Re: [PATCH 3/3] xfs: alignment check bio buffers

Brian Foster <bfoster@xxxxxxxxxx> · Fri, 23 Aug 2019 08:33:39 -0400

On Fri, Aug 23, 2019 at 09:03:57AM +1000, Dave Chinner wrote:
> On Thu, Aug 22, 2019 at 09:47:16AM -0400, Brian Foster wrote:
> > On Thu, Aug 22, 2019 at 07:39:30AM +1000, Dave Chinner wrote:
> > > On Wed, Aug 21, 2019 at 09:39:04AM -0400, Brian Foster wrote:
> > > > On Wed, Aug 21, 2019 at 06:38:20PM +1000, Dave Chinner wrote:
> > > Yes, because we really should wait for chained bios to complete
> > > before returning. we can only do that by waiting on completion for
> > > the entire chain, and the simplest way to do that is submit the
> > > bio...
> > > 
> > 
> > Ok. I guess that makes sense here because these are sync I/Os and this
> > appears to be the only way to wait on a partially constructed chain
> > (that I can tell).
> 
> Same here. I can't find any code that manually waits for a partially
> submitted chain to complete...
> 
> > > > If we're already seeing
> > > > weird behavior for bios with unaligned data memory, this seems like a
> > > > recipe for similar weirdness. We'd also end up doing a partial write in
> > > > scenarios where we already know we're returning an error.
> > > 
> > > THe partial write will happen anyway on a chained bio, something we
> > > know already happens from the bug in bio chaining that was found in
> > > this code earlier in the cycle.
> > > 
> > 
> > Sure, a failure in a bio chain is essentially a partial write similar to
> > if one such bio in the chain had failed. What about the non-chaining
> > case? What happens on submission of an empty read/write bio? Does
> > behavior depend on the underlying storage stack?
> 
> Seems to work just fine when I tested the code without the aligned
> allocation patch. I do note that the block layer does allow zero
> length (non-data) bios for things like flush requests.
> Unsurprisingly, theres no checks to disallow completely empty bios
> from being submitted, so I'm asumming that it's handled just fine
> given the code worked when tested...
> 

Yeah, I'm aware of flush requests and such. That's why I was asking
about empty read/write bios, since an empty bio by itself is not some
blatant error.

What exactly does "it works" mean here, though? Does an empty read/write
bio return with an error or just behave as a serialization no-op? It
might not matter for this particular sync I/O case, but it could make a
difference for others.

> > Note that I see this patch is likely going away. I'm just saying I think
> > we should have some confirmation on how the block layer behaves in these
> > situations before we take an approach that relies on it. Is an empty bio
> > essentially a no-op that serves as a serialization mechanism? Does the
> > block layer return an error? Etc.
> 
> submit_bio_wait() didn't return an error, and even if it did it gets
> overridden by the error from misalignment.
> 

I wrote "block layer," not submit_bio_wait() specifically. I'm asking
whether the bio might complete with an error or not.

> > > > Perhaps we
> > > > should create an error path or use a check similar to what is already in
> > > > xfs_buf_ioapply_map() (though I'm not a fan of submitting a partial I/O
> > > > when we already know we're going to return an error) to call bio_endio()
> > > > to undo any chaining.
> 
> bio_endio() doesn't wait for chaining. If there's children chained,
> it just returns immediately and that leads to the use-after-free
> situation I described to Christoph...
> 
> bio chaining just seems incredibly fragile in the face of errors
> during chain building...
> 

(The above is from two mails ago. Not sure why you're replying here..?)
Do note that bio_remaining_done() has special case chaining logic,
though. It's not just a no-op as implied. It looks to me that it behaves
as if the I/O were submitted and completed (async), but I could easily
be missing something as I'm not familiar with the code..

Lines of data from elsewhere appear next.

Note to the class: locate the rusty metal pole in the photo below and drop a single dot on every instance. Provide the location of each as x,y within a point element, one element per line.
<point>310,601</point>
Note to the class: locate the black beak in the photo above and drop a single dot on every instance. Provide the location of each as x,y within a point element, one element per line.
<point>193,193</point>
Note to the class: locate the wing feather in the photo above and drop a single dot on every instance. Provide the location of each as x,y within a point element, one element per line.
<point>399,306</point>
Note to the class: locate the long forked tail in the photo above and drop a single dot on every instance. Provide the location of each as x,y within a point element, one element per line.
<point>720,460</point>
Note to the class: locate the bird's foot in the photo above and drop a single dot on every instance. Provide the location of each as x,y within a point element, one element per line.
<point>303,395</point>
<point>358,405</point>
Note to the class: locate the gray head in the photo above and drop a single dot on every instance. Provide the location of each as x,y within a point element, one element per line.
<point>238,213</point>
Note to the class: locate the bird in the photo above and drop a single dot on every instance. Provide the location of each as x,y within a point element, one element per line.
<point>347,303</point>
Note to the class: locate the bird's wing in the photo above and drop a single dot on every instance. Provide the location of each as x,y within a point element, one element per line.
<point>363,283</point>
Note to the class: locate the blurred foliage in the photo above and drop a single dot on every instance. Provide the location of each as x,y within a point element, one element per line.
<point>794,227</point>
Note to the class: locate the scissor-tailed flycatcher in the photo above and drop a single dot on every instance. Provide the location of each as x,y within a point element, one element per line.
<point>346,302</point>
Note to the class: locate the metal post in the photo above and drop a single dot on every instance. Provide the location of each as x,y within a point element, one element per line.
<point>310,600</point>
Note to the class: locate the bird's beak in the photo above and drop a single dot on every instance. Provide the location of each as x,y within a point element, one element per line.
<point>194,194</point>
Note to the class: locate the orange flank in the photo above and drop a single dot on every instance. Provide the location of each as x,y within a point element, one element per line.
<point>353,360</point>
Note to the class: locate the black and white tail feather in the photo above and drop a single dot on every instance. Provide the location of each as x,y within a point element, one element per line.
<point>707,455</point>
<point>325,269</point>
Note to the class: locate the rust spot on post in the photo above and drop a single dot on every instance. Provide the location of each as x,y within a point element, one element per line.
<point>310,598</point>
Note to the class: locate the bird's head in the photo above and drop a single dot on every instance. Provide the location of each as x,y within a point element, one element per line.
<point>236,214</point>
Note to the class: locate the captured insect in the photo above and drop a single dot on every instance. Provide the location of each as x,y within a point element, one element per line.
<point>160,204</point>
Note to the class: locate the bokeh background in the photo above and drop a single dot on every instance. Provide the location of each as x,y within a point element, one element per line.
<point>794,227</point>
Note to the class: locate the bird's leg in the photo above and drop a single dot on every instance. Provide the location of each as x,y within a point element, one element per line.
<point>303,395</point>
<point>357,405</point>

> > > > > --- a/fs/xfs/xfs_buf.c
> > > > > +++ b/fs/xfs/xfs_buf.c
> > > > > @@ -1294,7 +1294,7 @@ xfs_buf_ioapply_map(
> > > > >  		if (nbytes > size)
> > > > >  			nbytes = size;
> > > > >  
> > > > > -		rbytes = bio_add_page(bio, bp->b_pages[page_index], nbytes,
> > > > > +		rbytes = xfs_bio_add_page(bio, bp->b_pages[page_index], nbytes,
> > > > >  				      offset);
> > > > 
> > > > Similar concern here. The higher level code seems written under the
> > > > assumption that bio_add_page() returns success or zero. In this case the
> > > > error is basically tossed so we can also attempt to split/chain an empty
> > > > bio, or even better, submit a partial write and continue operating as if
> > > > nothing happened (outside of the warning). The latter case should be
> > > > handled as a log I/O error one way or another.
> > > 
> > > See above - it does result in a failure when offset/nbytes is not
> > > aligned to the underlying device...
> > > 
> > 
> > Oops, this comment was misplaced. I meant to write this in response to
> > the changes to xlog_map_iclog_data(), not xfs_buf_ioapply_map() (hence
> > the note about handling log I/O errors above).
> > 
> > The former has no such error checks that I can see. AFAICT, if we
> > construct a partial or empty bio here, we'd warn and return.
> > xlog_map_iclog_data() is a void function so the caller has no indication
> > anything went wrong and submits the bio. If an empty (?) or partial bio
> > doesn't return an error on bio completion, we've completely failed to
> > account for the fact that we've written a partial iclog to disk.
> 
> This is more a "make sure we don't get stuck in an endless loop"
> situation. If we've got unaligned iclogs, then a large, multi-page
> allocation (32-256k) has failed to be page aligned. This is not
> memory that comes from the slab, so alignment problems here indicate
> a major problem with the page allocation and/or vmalloc code. It
> just should never happen and if it does, then log writes failing are
> going to be the least of our worries.
> 

There is no infinite loop vector here. That aside, the iclog data buffer
is not a multi-page allocation on all systems. And FWIW, I don't think
all multi-page allocations are non-slab (slab/slub/slob appear to have
different levels of multi-page support, though that probably doesn't
matter on 4k systems for our supported iclog sizes). Otherwise, we're
just making assumptions on current and future failure semantics of an
external subsystem that's out of our control, and doing so to justify
lazy error handling logic that can be trivially fixed. All that's needed
here is to ensure that the new error path eventually translates into a
shutdown like all other log I/O related errors.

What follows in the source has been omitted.